Example Specification

This spec collects data every 10,000 retired instructions.

// Basic cpu and memory stats.
{
  "config_name": "printer-test",
  "events": [
    {
      "group_name": "fixed",
      "event_name": "instructions_retired",
      "rate": 10000,
      "flags": [ "os", "user", "timebase" ]
    },
    {
      "group_name": "fixed",
      "event_name": "unhalted_reference_cycles",
      "flags": [ "os", "user" ]
    },
    {
      "group_name": "arch",
      "event_name": "llc_references",
      "flags": [ "os", "user" ]
    },
    {
      "group_name": "arch",
      "event_name": "llc_misses",
      "flags": [ "os", "user" ]
    },
    {
      "group_name": "misc",
      "event_name": "memory_bytes_read",
    },
    {
      "group_name": "misc",
      "event_name": "memory_bytes_written",
    }
  ],
  "buffer_size_in_mb": 16,
  "duration": 10,
  "num_iterations": 1,
  "output_path_prefix": "/tmp/cpuperf-test",
  "session_result_spec_path": "/tmp/cpuperf-test.cpsession"
}

Result Format

Collected trace data is written to files, one per cpu per iteration. The files are named ${prefix}...cpuperf.

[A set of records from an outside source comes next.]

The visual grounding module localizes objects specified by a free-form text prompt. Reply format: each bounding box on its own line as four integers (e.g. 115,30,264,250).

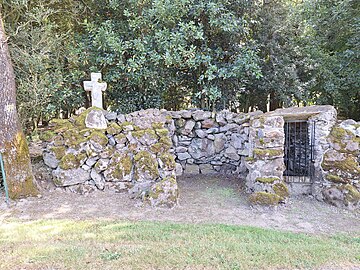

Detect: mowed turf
0,220,360,270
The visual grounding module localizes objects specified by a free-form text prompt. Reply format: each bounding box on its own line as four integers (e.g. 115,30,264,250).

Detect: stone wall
43,108,178,206
43,106,360,208
245,114,289,205
321,120,360,209
167,110,261,175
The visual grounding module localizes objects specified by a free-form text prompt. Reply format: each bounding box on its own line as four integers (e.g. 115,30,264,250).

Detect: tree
0,13,37,199
78,0,260,112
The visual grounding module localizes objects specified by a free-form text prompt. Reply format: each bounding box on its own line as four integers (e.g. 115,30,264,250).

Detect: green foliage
1,0,360,129
76,0,260,112
1,0,89,129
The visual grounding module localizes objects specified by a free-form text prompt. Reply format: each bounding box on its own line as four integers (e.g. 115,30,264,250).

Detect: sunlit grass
0,220,360,269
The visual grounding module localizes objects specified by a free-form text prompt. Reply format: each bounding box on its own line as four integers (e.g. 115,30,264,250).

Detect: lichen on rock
59,153,86,170
255,177,280,184
146,176,179,207
249,191,283,206
272,182,290,200
134,151,159,182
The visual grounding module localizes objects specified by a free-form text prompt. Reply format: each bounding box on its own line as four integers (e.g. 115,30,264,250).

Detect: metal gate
284,120,315,183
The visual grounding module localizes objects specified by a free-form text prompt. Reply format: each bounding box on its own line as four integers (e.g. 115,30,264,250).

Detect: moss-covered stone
272,182,290,200
249,191,283,205
52,135,65,146
114,133,127,144
344,184,360,205
150,137,172,154
79,128,92,137
321,152,360,176
62,128,87,147
104,152,133,182
120,121,135,131
159,153,176,170
74,107,102,130
39,130,56,142
330,126,354,141
89,130,109,147
134,151,159,180
50,146,66,160
255,177,280,184
59,153,86,170
155,128,169,138
49,118,74,133
151,122,164,129
254,148,284,159
147,176,179,207
106,122,122,135
3,131,39,199
328,126,360,153
131,129,157,139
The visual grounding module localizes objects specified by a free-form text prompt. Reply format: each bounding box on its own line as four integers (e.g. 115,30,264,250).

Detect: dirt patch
0,175,360,234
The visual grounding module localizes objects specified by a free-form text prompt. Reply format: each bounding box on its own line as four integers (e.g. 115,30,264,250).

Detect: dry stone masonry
43,106,360,208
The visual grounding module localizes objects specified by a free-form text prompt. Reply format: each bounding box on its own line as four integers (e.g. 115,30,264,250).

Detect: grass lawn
0,220,360,270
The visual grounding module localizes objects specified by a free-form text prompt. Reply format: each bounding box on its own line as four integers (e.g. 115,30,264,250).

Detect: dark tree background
0,12,37,198
1,0,360,133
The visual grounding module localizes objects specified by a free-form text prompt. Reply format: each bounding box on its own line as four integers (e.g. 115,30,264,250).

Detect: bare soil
0,175,360,235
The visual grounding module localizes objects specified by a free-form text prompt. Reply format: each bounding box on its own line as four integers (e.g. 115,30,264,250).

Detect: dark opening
284,121,315,182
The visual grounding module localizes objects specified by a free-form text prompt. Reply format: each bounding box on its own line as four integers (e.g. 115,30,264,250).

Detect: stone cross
84,72,107,109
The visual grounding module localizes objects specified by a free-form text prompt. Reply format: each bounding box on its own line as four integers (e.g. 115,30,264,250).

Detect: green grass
0,220,360,270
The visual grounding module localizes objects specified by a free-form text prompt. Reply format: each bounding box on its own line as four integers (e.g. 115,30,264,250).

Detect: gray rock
85,156,99,167
220,124,240,132
231,134,243,149
53,168,91,187
85,110,107,129
105,112,117,121
181,120,195,135
177,152,191,160
201,119,216,129
90,169,105,190
175,163,183,176
206,128,219,134
43,152,60,169
181,110,192,119
116,114,126,124
199,164,216,174
195,129,207,139
192,110,211,121
109,136,116,146
214,134,226,153
95,158,110,172
224,146,240,160
215,112,227,126
188,139,215,159
175,146,187,153
184,164,200,174
81,164,91,171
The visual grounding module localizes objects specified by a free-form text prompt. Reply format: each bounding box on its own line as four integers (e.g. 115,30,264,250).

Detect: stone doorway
283,120,315,194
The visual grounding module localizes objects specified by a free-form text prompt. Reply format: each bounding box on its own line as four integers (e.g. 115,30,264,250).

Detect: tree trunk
0,13,38,199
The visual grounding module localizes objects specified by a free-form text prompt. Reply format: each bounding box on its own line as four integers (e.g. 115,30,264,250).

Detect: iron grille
284,121,315,183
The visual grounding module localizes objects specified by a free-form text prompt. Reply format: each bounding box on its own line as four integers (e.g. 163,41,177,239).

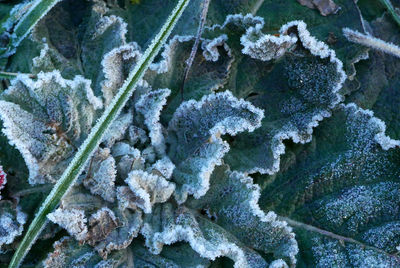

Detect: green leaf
260,104,400,267
0,0,59,57
141,166,297,267
256,0,368,77
347,15,400,139
208,15,346,174
168,91,264,203
9,0,189,267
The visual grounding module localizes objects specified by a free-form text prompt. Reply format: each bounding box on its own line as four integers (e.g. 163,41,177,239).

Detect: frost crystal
240,24,297,61
83,149,117,202
168,91,264,203
0,166,7,200
0,200,26,251
47,208,88,241
125,170,175,213
135,89,171,156
343,28,400,58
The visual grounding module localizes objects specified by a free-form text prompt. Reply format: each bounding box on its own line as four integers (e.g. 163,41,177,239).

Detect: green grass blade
9,0,190,268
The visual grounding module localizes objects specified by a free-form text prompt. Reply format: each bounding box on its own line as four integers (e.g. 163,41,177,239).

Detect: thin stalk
181,0,211,101
380,0,400,26
0,71,35,79
1,0,60,55
9,0,190,268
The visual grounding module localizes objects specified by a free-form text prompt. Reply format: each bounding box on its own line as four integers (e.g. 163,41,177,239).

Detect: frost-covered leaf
187,166,298,264
168,91,264,203
0,71,102,184
0,166,7,200
83,149,117,202
146,36,233,123
40,237,133,268
256,0,368,77
101,43,141,106
131,242,210,268
141,203,267,267
95,209,143,258
297,0,341,16
348,15,400,139
49,184,142,259
125,170,175,213
261,104,400,267
47,208,88,241
141,166,298,267
216,15,346,173
103,112,133,148
0,200,26,251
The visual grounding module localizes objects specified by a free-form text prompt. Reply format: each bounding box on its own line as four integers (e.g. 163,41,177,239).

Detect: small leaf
9,0,190,267
168,91,264,203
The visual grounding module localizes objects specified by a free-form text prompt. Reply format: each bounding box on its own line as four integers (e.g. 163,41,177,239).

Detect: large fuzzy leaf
348,15,400,139
256,0,368,77
261,104,400,267
208,15,346,174
146,36,233,123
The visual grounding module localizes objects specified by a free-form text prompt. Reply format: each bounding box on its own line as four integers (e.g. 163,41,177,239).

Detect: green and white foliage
261,104,400,267
0,200,26,254
0,71,102,184
168,91,264,203
0,0,400,268
203,15,346,174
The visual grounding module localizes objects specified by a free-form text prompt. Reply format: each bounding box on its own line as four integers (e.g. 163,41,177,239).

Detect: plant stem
9,0,190,268
0,71,36,79
181,0,211,101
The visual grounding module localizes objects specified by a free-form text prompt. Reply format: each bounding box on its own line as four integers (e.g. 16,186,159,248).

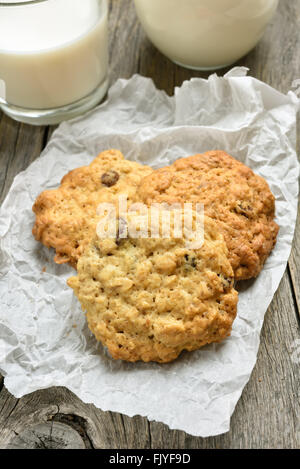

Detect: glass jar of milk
135,0,278,70
0,0,108,124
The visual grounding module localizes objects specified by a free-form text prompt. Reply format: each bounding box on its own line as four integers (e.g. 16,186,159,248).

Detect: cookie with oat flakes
68,210,238,363
137,151,279,280
33,150,152,268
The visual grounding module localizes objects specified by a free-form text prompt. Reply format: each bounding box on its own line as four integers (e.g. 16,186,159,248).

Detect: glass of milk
0,0,108,125
134,0,278,70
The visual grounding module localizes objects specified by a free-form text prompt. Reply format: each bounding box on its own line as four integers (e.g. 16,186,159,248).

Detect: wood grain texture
0,0,300,449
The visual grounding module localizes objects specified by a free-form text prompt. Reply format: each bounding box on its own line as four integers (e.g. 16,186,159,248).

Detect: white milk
135,0,278,68
0,0,108,109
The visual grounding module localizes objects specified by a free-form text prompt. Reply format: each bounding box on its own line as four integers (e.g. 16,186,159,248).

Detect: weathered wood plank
0,0,300,448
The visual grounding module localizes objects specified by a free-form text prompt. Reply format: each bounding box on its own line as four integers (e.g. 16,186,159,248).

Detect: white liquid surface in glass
135,0,278,68
0,0,108,109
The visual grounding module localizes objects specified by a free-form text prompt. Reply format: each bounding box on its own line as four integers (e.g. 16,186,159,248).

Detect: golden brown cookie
33,150,152,268
68,208,238,363
137,151,278,280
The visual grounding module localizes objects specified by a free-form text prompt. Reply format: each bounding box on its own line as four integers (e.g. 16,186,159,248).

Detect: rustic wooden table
0,0,300,449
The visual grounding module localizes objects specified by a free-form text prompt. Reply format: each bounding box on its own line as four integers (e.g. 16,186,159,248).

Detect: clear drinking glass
0,0,108,125
134,0,278,70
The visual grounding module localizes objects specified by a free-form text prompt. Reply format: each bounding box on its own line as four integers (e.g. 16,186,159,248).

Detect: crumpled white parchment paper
0,68,299,437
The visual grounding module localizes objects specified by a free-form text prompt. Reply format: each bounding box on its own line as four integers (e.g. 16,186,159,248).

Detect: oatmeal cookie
137,151,278,280
33,150,152,268
68,210,238,363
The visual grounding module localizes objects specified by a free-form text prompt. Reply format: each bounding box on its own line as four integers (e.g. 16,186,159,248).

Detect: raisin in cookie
68,207,238,363
33,150,152,267
137,151,278,280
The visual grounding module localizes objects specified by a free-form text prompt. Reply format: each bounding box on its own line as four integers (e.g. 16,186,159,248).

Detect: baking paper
0,68,299,437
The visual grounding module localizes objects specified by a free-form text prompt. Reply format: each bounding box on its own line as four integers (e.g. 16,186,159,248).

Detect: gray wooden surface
0,0,300,449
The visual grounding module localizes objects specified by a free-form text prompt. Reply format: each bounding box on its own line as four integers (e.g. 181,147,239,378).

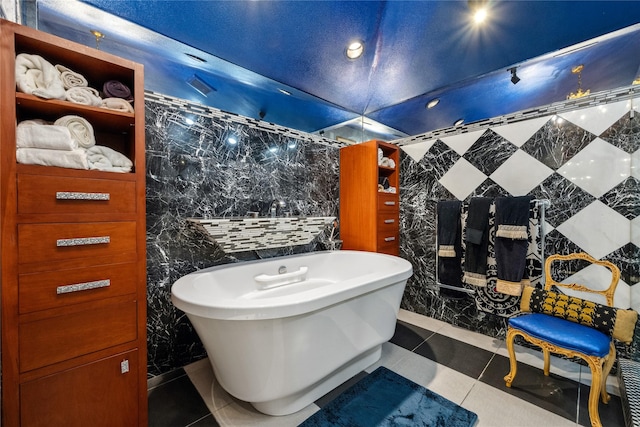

To simplify processing of results, metadata describing the result is written to a separate file: ${prefix}.cpsession, which has the following schema:

{
  "type": "object",
  "additionalProperties": false,
  "properties": {
    "config_name": {
      "type": "string"
    },
    "num_iterations": {
      "type": "integer",
      "minimum": 1
    },
    "num_traces": {
      "type": "integer",
      "minimum": 1
    },
    "output_path_prefix": {
      "type": "string"
    }
  }
}

Pretty-printer

For testing, debugging, and development purposes the program cpuperf_print will pretty-print traces. At present this program is only available on the development host.

Example:

$ out/x64/cpuperf_print --session=/path/to/downloaded.cpsession
<pretty printed output>

In the future this program may do more complex forms of processing of the trace session result.